- Pre-release poster
- Directed by: Jayaraj
- Screenplay by: Sab John
- Story by: Jayaraj
- Produced by: Prem Prakash
- Starring: Suresh Gopi Banupriya Vijayaraghavan Janardhanan Sukumari
- Cinematography: P. Sukumar
- Edited by: B. Lenin V. T. Vijayan
- Music by: S. P. Venkatesh
- Production company: Heyday Films
- Distributed by: Century Release
- Release date: 3 March 1995 (India);
- Running time: 146 minutes
- Country: India
- Language: Malayalam

= Highway (1995 film) =

Highway is a 1995 Indian Malayalam-language action spy film directed by Jayaraj, produced by Prem Prakash, and written by Sab John. The film stars Suresh Gopi and Bhanupriya, with Vijayaraghavan, Janardhanan and Biju Menon in supporting roles. The film's original songs were composed by S. P. Venkatesh, while cinematography was handled by P. Sukumar.

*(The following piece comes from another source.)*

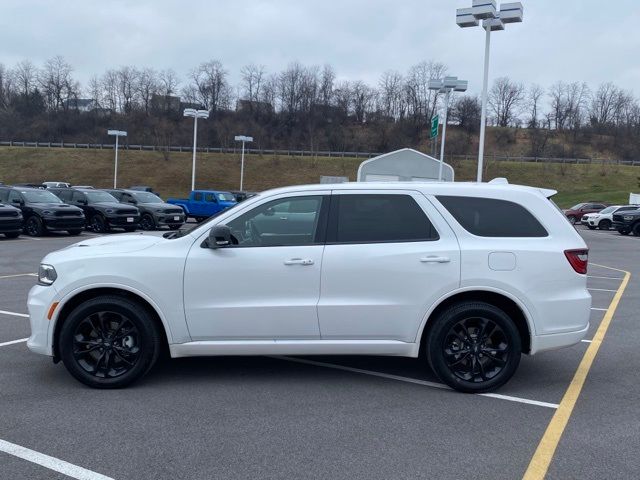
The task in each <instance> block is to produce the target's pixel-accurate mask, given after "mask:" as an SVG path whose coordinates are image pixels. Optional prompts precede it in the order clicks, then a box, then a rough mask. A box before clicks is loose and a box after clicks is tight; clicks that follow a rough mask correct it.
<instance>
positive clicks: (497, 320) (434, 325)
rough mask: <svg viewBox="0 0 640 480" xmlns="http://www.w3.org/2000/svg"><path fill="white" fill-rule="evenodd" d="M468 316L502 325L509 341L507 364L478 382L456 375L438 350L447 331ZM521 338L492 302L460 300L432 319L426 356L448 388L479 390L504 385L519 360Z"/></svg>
mask: <svg viewBox="0 0 640 480" xmlns="http://www.w3.org/2000/svg"><path fill="white" fill-rule="evenodd" d="M469 317H482V318H487V319H489V320H491V321H492V322H495V323H496V324H498V325H499V326H500V328H502V330H503V332H504V333H505V335H506V336H507V339H508V341H509V353H508V359H507V365H506V366H505V367H504V368H503V370H502V371H501V372H500V373H499V374H498V375H496V376H495V377H494V378H492V379H490V380H487V381H485V382H481V383H473V382H468V381H465V380H463V379H461V378H459V377H457V376H456V375H455V374H454V373H453V372H452V371H451V370H449V367H447V365H446V361H445V358H444V354H443V352H442V350H443V345H444V340H445V338H446V335H447V333H448V332H449V330H450V329H451V327H453V325H455V324H456V323H458V322H459V321H461V320H463V319H465V318H469ZM520 356H521V341H520V334H519V332H518V328H517V327H516V325H515V324H514V323H513V321H512V320H511V319H510V318H509V316H508V315H507V314H506V313H504V312H503V311H502V310H500V309H499V308H497V307H494V306H493V305H490V304H488V303H482V302H464V303H461V304H458V305H454V306H453V307H450V308H448V309H447V310H445V311H444V312H442V313H441V314H440V315H439V316H438V317H437V318H436V319H434V324H433V326H432V328H431V330H430V332H429V336H428V338H427V358H428V360H429V364H430V366H431V368H432V369H433V371H434V372H435V374H436V375H437V376H438V378H439V379H440V380H441V381H443V382H444V383H446V384H447V385H449V386H450V387H451V388H453V389H455V390H458V391H462V392H468V393H481V392H487V391H489V390H495V389H496V388H498V387H500V386H502V385H504V384H505V383H506V382H507V381H508V380H509V379H510V378H511V377H512V376H513V374H514V373H515V371H516V369H517V368H518V364H519V363H520Z"/></svg>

Highway was released in theatres on 3 May 1995. It was a commercial success at the Kerala box office. The film's dubbed Telugu version was also a box office success in Andhra Pradesh.

==Plot==
Sreedhar Prasad is a RAW field agent investigating a bomb blast that killed 30 innocent college students. Sreedhar operates under the name of Mahesh Aravind, a planter from Udumbanchola and chooses a township, Wintergreen, as his temporary residence during the course of the investigation. Mahesh establishes a friendly relation with ACP George Alexander, who was the official in charge of the criminal investigation. As the investigation proceeds, it is understood that the bomb blast was connected with a chain of crimes that happened in the area including the missing of a scientist Guhan Menon from Baddapur Space Research Organization (BSRO), who is later revealed to be killed. It is revealed that Shankar Dev Rana, an established businessman and educationist in the common front, is actually a traitor and drug lord in his parallel life. Sreedhar Prasad and his subordinate Moorthy finally solves the cases after hurdles and arrest Shankar Dev Rana for orchestrating the bomb blast.

==Cast==
- Suresh Gopi as Sreedhar Prasad IPS/Mahesh Aravind (RAW officer)
- Bhanupriya as Meera
- Vijayaraghavan as Moorthy/Unnithaan (RAW Officer)
- Janardhanan as ACP George Alexander IPS
- Biju Menon as SI Pavithran
- Jose Prakash as Kartha (Meera's father)
- Augustine as Sukumaran/Sukhbir (Hanuman) Singh
- Kunchan as Vasco
- Sukumari as Vasco's mother
- Eliyas Babu as Shankar Dev Rana/Murikkummuri Velayudhan (Real name, revealed in the climax)
- Kamal Gaur as 'Cobra' Hamza, Chief Henchman of Shankar Dev Rana
- Spadikam George as IG Ramamurthy IPS
- Vineeth as Vinod Menon/Apache (One among the students who gets killed in the blast)
- Prem Prakash as Sivanandan, Fabrication Engineer, BSRO
- Kaduvakkulam Antony as Kallu Vareeth, Checkpost Registrar
- Pavithran K P as Robinson, Motel Manager and Rana's agent
- Silk Smitha as Dancer

==Music==

The soundtrack album was composed by S. P. Venkatesh for the lyrics penned by Gireesh Puthenchery.

| Track | Song title | Singer(s) | Length |
|---|---|---|---|
| 1 | Dolo Dolakku | K. S. Chithra, Mano | 4:53 |
| 2 | Oru Thari Kasthoori | Swarnalatha, Chorus | 5:15 |
| 3 | Kikkili Kili | Malgudi Subha, Sangeetha Sajith | 4:07 |
| 4 | Kunji Kurumbin | K. S. Chithra, Chorus | 4:51 |
| 5 | Adipoli | Suresh Peters | 3:49 |

==Box office==
The film was a commercial success in Kerala and also in Andhra Pradesh. According to producer Khader Hassan, it created pre-release hype in Andhra Pradesh due to the successes of Suresh Gopi's previous dubbed films, and after the success of Highway, older Malayalam films in which he appeared in supporting roles too were released in the Tamil and the Telugu industries.

== Sequel ==
A sequel to the film titled Highway 2 was announced in 2022.